“Healing can be conceived of as a continued effort to improve wellbeing in the midst of changing conditions and circumstances.” Dr Michael Genovese.
The cost of a life of service as a police officer is invisible to many. As a psychologist, I see the unique and many sources of injury to police wellbeing whether they be operational, organisational, or non-work related. While many will face the need for treatment of PTSD, burnout, depression, and anxiety at some point in their careers, all police need a wellbeing plan to protect their emotional, physical, and relationship health for the entire duration of their careers.
Alongside the distress of reaching the limit of coping that often leads police to seek help, I recognise what psychiatrist Michael Genovese refers to as “deeply ingrained cultural resistance” when it comes to the willingness of police to seek help. Many factors contribute to this resistance, but the result is untreated psychological health problems that have the potential to seriously impact the health, relationships, and careers of a police officer. Help, in many forms including psychology, is essential across a policing career. It is not, never was, and never will be, a failing.

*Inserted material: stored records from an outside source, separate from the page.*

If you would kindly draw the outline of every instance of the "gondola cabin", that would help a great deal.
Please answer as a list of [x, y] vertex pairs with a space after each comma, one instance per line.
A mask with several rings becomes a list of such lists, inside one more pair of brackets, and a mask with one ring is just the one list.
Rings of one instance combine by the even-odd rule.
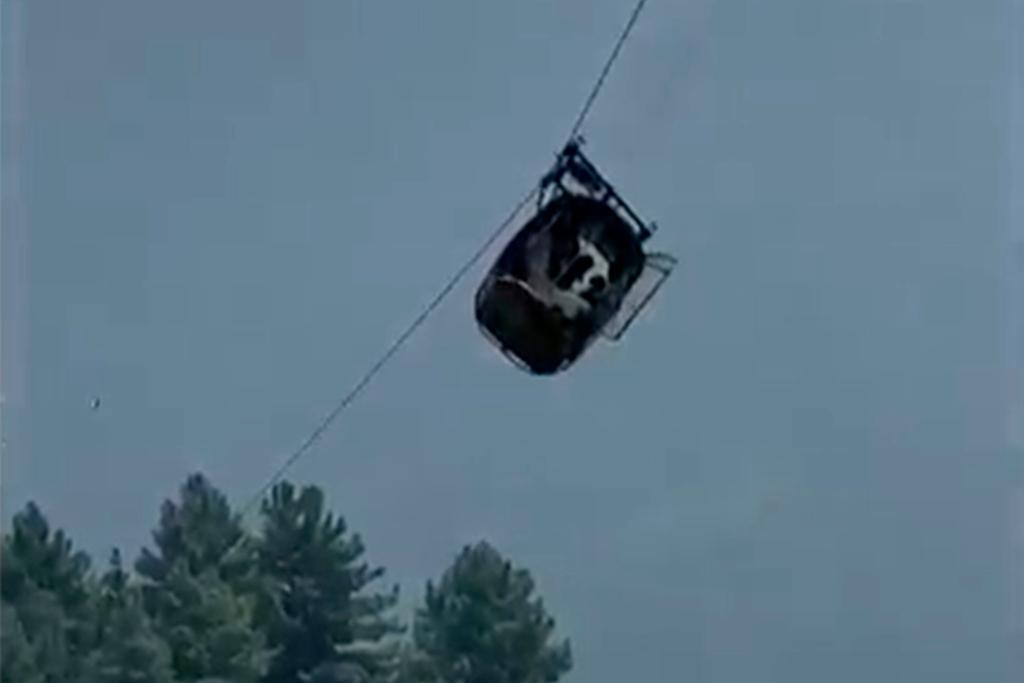
[[618, 339], [675, 265], [644, 252], [651, 233], [571, 142], [477, 290], [484, 336], [538, 375], [565, 370], [599, 335]]

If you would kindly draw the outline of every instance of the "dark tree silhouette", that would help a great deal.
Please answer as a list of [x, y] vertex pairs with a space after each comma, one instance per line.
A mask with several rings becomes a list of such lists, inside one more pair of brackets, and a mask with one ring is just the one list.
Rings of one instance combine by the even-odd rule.
[[346, 535], [344, 519], [325, 512], [315, 486], [296, 493], [289, 483], [277, 485], [263, 516], [259, 566], [277, 587], [269, 633], [278, 651], [268, 680], [388, 678], [396, 659], [392, 636], [402, 632], [388, 614], [398, 589], [368, 592], [384, 570], [362, 560], [360, 537]]
[[315, 486], [275, 486], [249, 535], [201, 475], [165, 501], [134, 571], [99, 576], [34, 504], [0, 555], [0, 683], [549, 683], [568, 642], [529, 572], [486, 543], [427, 584], [411, 642], [397, 586]]
[[224, 494], [190, 476], [180, 500], [164, 503], [153, 540], [156, 550], [143, 550], [135, 566], [176, 677], [260, 680], [269, 652], [256, 614], [266, 593], [254, 546]]
[[[96, 645], [89, 558], [73, 549], [62, 530], [51, 533], [34, 503], [17, 513], [11, 526], [0, 556], [0, 598], [10, 626], [3, 632], [3, 648], [28, 672], [22, 675], [75, 680]], [[6, 657], [4, 662], [4, 680], [20, 681]]]
[[542, 683], [572, 668], [568, 641], [533, 596], [530, 573], [486, 542], [465, 547], [416, 614], [404, 676], [427, 682]]

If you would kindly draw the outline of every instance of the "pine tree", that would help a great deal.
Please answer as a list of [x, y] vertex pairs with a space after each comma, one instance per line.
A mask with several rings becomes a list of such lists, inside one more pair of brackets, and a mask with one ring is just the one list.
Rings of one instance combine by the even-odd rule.
[[256, 624], [261, 597], [254, 548], [227, 498], [202, 475], [166, 501], [153, 533], [156, 551], [136, 561], [147, 613], [183, 682], [262, 678], [268, 652]]
[[533, 597], [530, 573], [485, 542], [467, 546], [417, 610], [404, 675], [444, 683], [543, 683], [572, 668], [568, 641]]
[[7, 680], [10, 666], [30, 667], [44, 681], [75, 680], [93, 641], [89, 557], [75, 551], [62, 530], [51, 533], [49, 522], [34, 503], [14, 516], [4, 536], [0, 563], [0, 598], [5, 622], [4, 658], [0, 670]]
[[12, 605], [0, 605], [0, 683], [44, 683], [39, 648], [29, 642]]
[[85, 683], [174, 683], [171, 653], [156, 634], [137, 586], [129, 583], [115, 550], [99, 581], [96, 646], [82, 679]]
[[298, 495], [285, 482], [264, 501], [261, 571], [275, 584], [270, 642], [278, 648], [267, 680], [357, 683], [388, 679], [395, 665], [389, 636], [402, 632], [388, 616], [398, 599], [367, 593], [383, 576], [361, 558], [358, 535], [324, 511], [315, 486]]
[[202, 474], [192, 474], [179, 498], [177, 503], [164, 501], [153, 532], [156, 552], [144, 548], [136, 571], [154, 582], [163, 581], [178, 564], [194, 576], [216, 569], [229, 582], [250, 578], [255, 550], [227, 497]]
[[254, 598], [236, 593], [215, 569], [198, 576], [175, 565], [162, 584], [161, 632], [182, 681], [222, 677], [255, 683], [266, 666]]
[[127, 600], [131, 577], [121, 561], [121, 551], [114, 548], [110, 553], [107, 571], [100, 577], [95, 588], [95, 639], [98, 643], [109, 640], [113, 622]]

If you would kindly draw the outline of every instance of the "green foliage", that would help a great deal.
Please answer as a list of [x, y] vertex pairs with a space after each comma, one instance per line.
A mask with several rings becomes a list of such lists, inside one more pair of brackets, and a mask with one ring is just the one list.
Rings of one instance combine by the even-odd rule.
[[12, 605], [0, 605], [0, 683], [43, 683], [39, 647], [29, 642]]
[[251, 542], [227, 498], [190, 476], [180, 502], [164, 503], [153, 539], [156, 551], [143, 550], [136, 570], [177, 677], [260, 680], [269, 653], [255, 620], [259, 582]]
[[136, 571], [157, 584], [179, 565], [193, 576], [214, 569], [227, 581], [244, 582], [252, 573], [254, 549], [227, 497], [203, 475], [192, 474], [179, 498], [164, 501], [153, 531], [156, 552], [143, 549]]
[[[358, 535], [346, 536], [345, 521], [324, 511], [315, 486], [298, 495], [282, 483], [263, 505], [259, 567], [275, 588], [270, 643], [278, 648], [268, 680], [294, 681], [316, 675], [334, 680], [338, 664], [357, 664], [371, 680], [394, 668], [388, 637], [401, 632], [388, 611], [398, 599], [366, 589], [383, 575], [361, 558]], [[345, 669], [352, 676], [354, 668]]]
[[[93, 649], [89, 558], [75, 551], [64, 532], [51, 533], [34, 504], [14, 516], [3, 540], [0, 599], [7, 608], [4, 647], [12, 653], [0, 664], [4, 680], [15, 679], [15, 664], [30, 678], [74, 680]], [[29, 662], [32, 662], [30, 665]]]
[[369, 683], [369, 672], [355, 662], [327, 662], [313, 669], [308, 683]]
[[528, 572], [486, 543], [427, 584], [411, 642], [398, 588], [315, 486], [274, 487], [252, 537], [201, 475], [166, 501], [134, 573], [99, 576], [43, 513], [0, 556], [0, 683], [547, 683], [572, 665]]
[[[13, 610], [16, 615], [13, 621], [21, 632], [20, 636], [12, 632], [16, 640], [9, 647], [19, 653], [19, 659], [32, 662], [35, 674], [44, 681], [59, 681], [75, 672], [75, 648], [69, 643], [68, 633], [76, 625], [66, 618], [52, 593], [30, 584], [21, 591], [17, 601], [6, 603], [4, 607]], [[7, 635], [4, 634], [5, 646], [8, 646]], [[20, 647], [22, 639], [25, 647]], [[0, 664], [6, 680], [7, 660]]]
[[121, 551], [115, 548], [110, 553], [107, 571], [95, 585], [94, 627], [95, 638], [99, 643], [110, 639], [118, 613], [129, 600], [130, 578], [121, 562]]
[[173, 683], [171, 652], [154, 631], [137, 586], [128, 583], [120, 553], [100, 580], [97, 647], [86, 658], [86, 683]]
[[417, 610], [405, 676], [445, 683], [542, 683], [572, 668], [568, 641], [533, 597], [529, 572], [487, 543], [466, 547]]

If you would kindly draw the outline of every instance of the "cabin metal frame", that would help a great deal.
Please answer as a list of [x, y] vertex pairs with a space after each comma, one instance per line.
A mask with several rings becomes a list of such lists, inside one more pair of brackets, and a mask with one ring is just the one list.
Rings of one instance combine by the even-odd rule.
[[583, 154], [583, 144], [583, 138], [576, 137], [562, 149], [554, 167], [540, 181], [538, 207], [548, 203], [553, 198], [552, 193], [578, 195], [582, 189], [588, 196], [604, 202], [624, 218], [643, 244], [658, 229], [657, 223], [645, 223], [626, 200], [619, 196], [612, 184], [605, 180], [597, 167]]
[[[584, 355], [598, 337], [611, 341], [620, 339], [676, 263], [667, 254], [647, 253], [643, 249], [642, 245], [657, 229], [656, 224], [644, 222], [616, 192], [583, 154], [580, 149], [582, 143], [582, 138], [574, 138], [558, 154], [554, 166], [541, 179], [536, 212], [520, 226], [512, 241], [506, 244], [477, 291], [476, 317], [481, 333], [509, 361], [531, 374], [550, 375], [565, 370]], [[588, 210], [588, 206], [592, 208]], [[594, 312], [579, 320], [563, 319], [563, 323], [558, 323], [558, 314], [544, 308], [545, 297], [549, 295], [532, 290], [522, 277], [515, 275], [515, 266], [511, 265], [515, 259], [510, 259], [520, 253], [533, 253], [530, 250], [535, 247], [529, 246], [531, 239], [537, 235], [543, 239], [545, 233], [556, 229], [553, 227], [555, 224], [560, 221], [564, 224], [567, 219], [561, 213], [563, 210], [583, 210], [585, 213], [597, 211], [598, 215], [603, 212], [606, 220], [612, 221], [612, 224], [605, 221], [602, 223], [611, 227], [618, 225], [613, 233], [618, 234], [617, 239], [626, 240], [626, 244], [631, 245], [625, 252], [619, 253], [619, 257], [627, 259], [624, 263], [629, 264], [630, 275], [625, 282], [614, 286], [608, 283], [608, 294], [598, 295], [599, 303], [595, 304], [597, 308]], [[618, 253], [620, 248], [613, 249], [613, 253]], [[551, 277], [554, 281], [560, 278], [561, 274]], [[641, 280], [646, 281], [641, 285]], [[547, 305], [550, 305], [551, 300], [548, 301]], [[507, 313], [495, 314], [495, 306]], [[511, 334], [512, 338], [526, 345], [519, 344], [518, 349], [510, 348], [508, 340], [499, 339], [495, 330], [489, 329], [488, 325], [504, 328], [505, 332], [501, 334]], [[507, 325], [513, 327], [508, 328]], [[536, 338], [516, 337], [516, 326], [536, 327]], [[560, 349], [555, 356], [551, 355], [552, 344], [554, 348]], [[533, 354], [533, 357], [525, 358], [521, 355], [524, 353], [527, 356]], [[554, 364], [553, 359], [556, 357], [559, 362]]]

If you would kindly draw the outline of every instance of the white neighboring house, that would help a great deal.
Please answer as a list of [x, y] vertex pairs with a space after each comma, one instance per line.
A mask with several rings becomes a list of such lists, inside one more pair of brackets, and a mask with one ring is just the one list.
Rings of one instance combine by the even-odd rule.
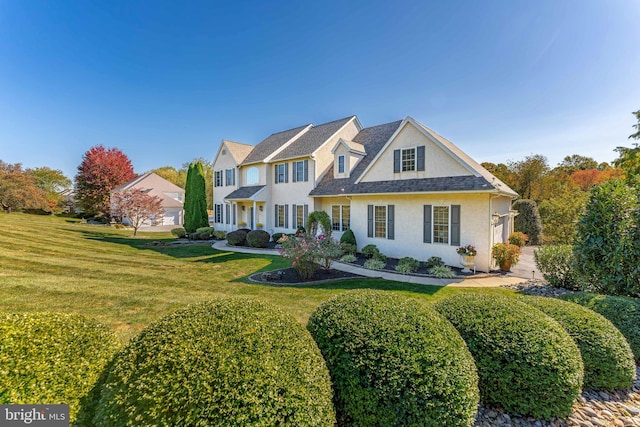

My approach to working with police is informed by two equally important factors known to influence the success of treatment:
- A strong working relationship: I understand how difficult it is for police to reach out for help. While I cannot experience policing, I am mindful and respectful of the sacrifices made by police during their careers. I will be direct, honest, unafraid of difficult conversations, compassionate, and always available for support as you need.
- Only evidence-based treatment. Treatment approaches backed by sound research give us confidence that improvement in well-being and resilience to future injury will result from engagement in treatment.